Australia is famous for its sharks, and has by far the greatest range of shark biodiversity of any country in the world. But the exhibition is not just about sharks themselves, it’s also about people and sharks. In particular, the attitudes held by different indigenous people of Australia and the Pacific - who view sharks differently. In many Pacific and Australian First Nations cultures, sharks are revered - often seen as ancestors, or even gods.
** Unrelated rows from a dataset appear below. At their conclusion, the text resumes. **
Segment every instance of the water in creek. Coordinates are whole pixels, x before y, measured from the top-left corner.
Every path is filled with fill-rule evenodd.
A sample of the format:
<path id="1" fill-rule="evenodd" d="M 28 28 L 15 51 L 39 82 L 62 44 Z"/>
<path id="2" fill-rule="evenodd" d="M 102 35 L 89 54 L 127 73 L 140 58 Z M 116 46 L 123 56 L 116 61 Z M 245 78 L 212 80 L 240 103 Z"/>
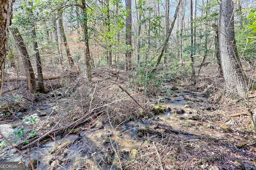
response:
<path id="1" fill-rule="evenodd" d="M 182 87 L 177 84 L 165 84 L 163 90 L 164 92 L 159 95 L 160 98 L 163 98 L 161 105 L 164 105 L 167 108 L 183 109 L 185 111 L 178 115 L 180 117 L 185 117 L 195 114 L 206 99 L 203 94 L 183 90 Z M 138 135 L 139 129 L 154 128 L 154 124 L 160 123 L 171 125 L 174 129 L 201 135 L 206 133 L 204 128 L 198 129 L 195 132 L 181 125 L 180 119 L 177 118 L 177 115 L 167 109 L 164 113 L 150 119 L 131 121 L 117 126 L 109 123 L 104 125 L 104 128 L 101 129 L 85 129 L 78 135 L 70 135 L 64 138 L 58 136 L 55 141 L 50 139 L 44 141 L 44 143 L 38 144 L 39 148 L 35 147 L 31 148 L 29 154 L 32 159 L 37 158 L 40 161 L 37 169 L 46 170 L 50 166 L 51 164 L 52 166 L 62 162 L 63 165 L 64 162 L 66 163 L 64 166 L 62 165 L 63 170 L 78 169 L 78 168 L 80 169 L 96 169 L 99 166 L 103 169 L 108 169 L 108 159 L 111 158 L 106 156 L 106 152 L 109 152 L 108 154 L 110 155 L 110 156 L 114 156 L 113 155 L 115 153 L 113 152 L 115 149 L 119 152 L 129 152 L 133 149 L 139 148 L 144 142 L 141 137 Z M 46 119 L 43 117 L 38 119 Z M 4 129 L 6 133 L 8 131 L 11 130 L 9 127 L 6 124 L 0 125 L 0 130 L 2 132 Z M 52 151 L 53 149 L 63 144 L 66 144 L 66 146 L 60 148 L 61 150 L 58 152 L 61 154 L 58 155 L 56 153 L 55 155 L 57 149 L 54 152 Z M 115 149 L 112 149 L 112 148 Z M 24 151 L 27 153 L 27 151 Z M 50 161 L 55 160 L 56 158 L 58 160 Z M 2 149 L 0 154 L 0 161 L 20 161 L 21 159 L 27 163 L 29 162 L 27 158 L 10 147 Z M 84 165 L 88 166 L 84 166 Z M 117 161 L 113 162 L 112 166 L 112 169 L 118 169 Z"/>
Among some groups, sharks are never taken; in others, only under strict protocols.
It’s also about what the world can learn from these respectful relationships - crucial in an era in which it is estimated that a stunning 100 million sharks are killed by humans every year, and many species of these incredible survivors are now critically endangered.
The exhibition also highlights the latest scientific knowledge about sharks past and present from the museum’s own ichthyologists and palaeontologists, and a range of other experts from around Australia, New Zealand and the Pacific.
By bringing First Nations and science knowledge together the exhibition plays to the strengths of the museum, which has one of the world’s greatest collections of Pacific and Australian cultural artefacts, and extraordinary depth in its natural history collection.
Where possible we included touchable interactive elements, and created a very large scale “aquarium-style” projection interactive through which swims every one of the 180 species of shark found in Australian waters - from the tiny but fierce cookie-cutter to the majestic whale shark.
We also supervised an international film shoot to collect interviews, dances, and other material, supplementing it with a huge amount of stock footage from around the world - all presented in bite-sized video chunks.
The result was an extremely successful show that became the talk of the town - particularly when “Progress Shark” the large shark model outside the exhibition was skinned in rainbow colours to express solidarity with the city’s LGBTQ communities and became an unofficial icon of Pride Week.